Por thiago.antunes

Moscou (Rússia) - Cerca de 65 mil pessoas fizeram manifestação em Moscou, ontem, para dar apoio aos habitantes da Crimeia, península ucraniana cujas autoridades pediram anexação à Rússia esta semana. Havia, no evento, perto da Praça Vermelha, bandeiras e cartazes em que se lia ‘A Crimeia é terra russa’.

No mesmo dia, cerca de 40 militantes armados invadiram com um caminhão uma base de mísseis do Exército ucraniano na Crimeia. O grupo, pró-Rússia, tomou o controle do local.
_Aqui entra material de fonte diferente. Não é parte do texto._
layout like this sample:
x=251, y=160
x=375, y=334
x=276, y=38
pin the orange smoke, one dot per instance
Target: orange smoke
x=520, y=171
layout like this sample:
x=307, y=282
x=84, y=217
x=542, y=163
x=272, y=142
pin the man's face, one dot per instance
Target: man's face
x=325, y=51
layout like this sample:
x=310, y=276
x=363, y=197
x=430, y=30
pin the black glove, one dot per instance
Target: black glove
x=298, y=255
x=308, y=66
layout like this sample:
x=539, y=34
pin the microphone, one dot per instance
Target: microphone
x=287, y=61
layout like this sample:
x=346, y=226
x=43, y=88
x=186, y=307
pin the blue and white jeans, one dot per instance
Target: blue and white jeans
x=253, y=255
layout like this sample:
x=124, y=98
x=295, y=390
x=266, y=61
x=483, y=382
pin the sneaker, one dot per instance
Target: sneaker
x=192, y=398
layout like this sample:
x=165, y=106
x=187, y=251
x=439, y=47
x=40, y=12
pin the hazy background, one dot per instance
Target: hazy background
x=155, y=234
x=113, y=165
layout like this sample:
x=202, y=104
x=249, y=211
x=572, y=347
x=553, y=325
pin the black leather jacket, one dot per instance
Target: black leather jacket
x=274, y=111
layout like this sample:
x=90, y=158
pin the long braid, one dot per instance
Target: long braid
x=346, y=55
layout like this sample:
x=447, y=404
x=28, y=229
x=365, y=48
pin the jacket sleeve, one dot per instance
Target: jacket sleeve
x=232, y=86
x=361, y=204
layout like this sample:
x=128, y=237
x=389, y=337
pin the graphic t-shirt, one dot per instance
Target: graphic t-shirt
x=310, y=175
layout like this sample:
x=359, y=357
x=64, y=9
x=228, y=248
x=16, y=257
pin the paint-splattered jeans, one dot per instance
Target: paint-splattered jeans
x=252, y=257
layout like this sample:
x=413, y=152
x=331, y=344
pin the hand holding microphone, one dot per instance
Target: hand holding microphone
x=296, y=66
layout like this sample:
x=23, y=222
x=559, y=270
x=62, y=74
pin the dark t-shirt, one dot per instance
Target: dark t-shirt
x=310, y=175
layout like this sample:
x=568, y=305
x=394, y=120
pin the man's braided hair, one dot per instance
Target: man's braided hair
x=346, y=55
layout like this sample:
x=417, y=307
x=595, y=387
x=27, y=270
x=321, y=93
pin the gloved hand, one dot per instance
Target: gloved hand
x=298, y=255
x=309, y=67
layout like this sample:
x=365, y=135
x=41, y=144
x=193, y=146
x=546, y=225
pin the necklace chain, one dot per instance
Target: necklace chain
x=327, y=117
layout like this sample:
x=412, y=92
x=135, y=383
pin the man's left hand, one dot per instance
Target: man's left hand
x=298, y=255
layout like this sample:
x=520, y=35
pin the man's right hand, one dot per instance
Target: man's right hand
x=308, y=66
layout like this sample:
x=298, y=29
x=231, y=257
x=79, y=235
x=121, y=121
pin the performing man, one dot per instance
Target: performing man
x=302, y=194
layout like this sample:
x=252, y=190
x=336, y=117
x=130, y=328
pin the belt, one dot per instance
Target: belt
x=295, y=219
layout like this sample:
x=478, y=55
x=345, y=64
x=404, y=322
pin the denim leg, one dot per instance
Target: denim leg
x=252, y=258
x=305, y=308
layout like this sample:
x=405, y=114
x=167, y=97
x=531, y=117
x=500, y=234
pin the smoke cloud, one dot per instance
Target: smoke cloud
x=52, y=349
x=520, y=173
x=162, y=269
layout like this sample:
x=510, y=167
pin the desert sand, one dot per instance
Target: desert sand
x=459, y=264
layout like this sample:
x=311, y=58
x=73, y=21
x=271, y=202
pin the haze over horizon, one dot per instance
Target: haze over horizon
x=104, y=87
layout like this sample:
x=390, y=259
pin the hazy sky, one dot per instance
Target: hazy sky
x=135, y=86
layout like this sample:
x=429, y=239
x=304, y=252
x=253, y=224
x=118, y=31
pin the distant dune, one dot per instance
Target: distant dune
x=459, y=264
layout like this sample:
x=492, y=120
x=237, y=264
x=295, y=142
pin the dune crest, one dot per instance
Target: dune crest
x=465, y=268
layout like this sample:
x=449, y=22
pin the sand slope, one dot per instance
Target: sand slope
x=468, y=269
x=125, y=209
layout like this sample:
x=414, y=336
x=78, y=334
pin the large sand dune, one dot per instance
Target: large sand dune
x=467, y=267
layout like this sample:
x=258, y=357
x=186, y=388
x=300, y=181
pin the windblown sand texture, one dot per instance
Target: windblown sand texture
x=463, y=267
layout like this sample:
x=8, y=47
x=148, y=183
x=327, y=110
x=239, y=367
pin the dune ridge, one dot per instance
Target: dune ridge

Após conversas com os militares ucranianos, aceitou deixar a base.

Dominado por pró-russos, o Parlamento da Crimeia pediu quinta-feira a Vladimir Putin, presidente da Rússia, que anexe a península ucraniana. E também anunciou a realização de um referendo, dia 16 de março, em que eleitores deverão escolher entre integrar a Rússia ou ter maior autonomia.
O Parlamento russo declarou ontem que apoiaria a “escolha histórica” da Crimeia.

Cerca de 65 mil pessoas compareceram a manifestação na Praça Vermelha%2C em Moscou%2C capital russa Efe

Já o presidente interino da Ucrânia, Olexander Turtchinov, denunciou “crime” contra seu país, “cometido pelos militares russos”, e anunciou o lançamento de um processo de dissolução do Parlamento da península. Turtchinov substituiu o presidente Viktor Yanukovich, deposto após o massacre de 82 manifestantes, mês passado, em Kiev. Ele foi expulso do poder após decidir se aproximar mais da Rússia, em detrimento de estreitar relações com a União Europeia.

Grupos armados favoráveis à reunificação com Moscou também impediram ontem a entrada de militares europeus desarmados na Crimeia. Além disso, a companhia russa de gás Gazprom ameaçou cortar o fornecimento à Ucrânia por falta de pagamento.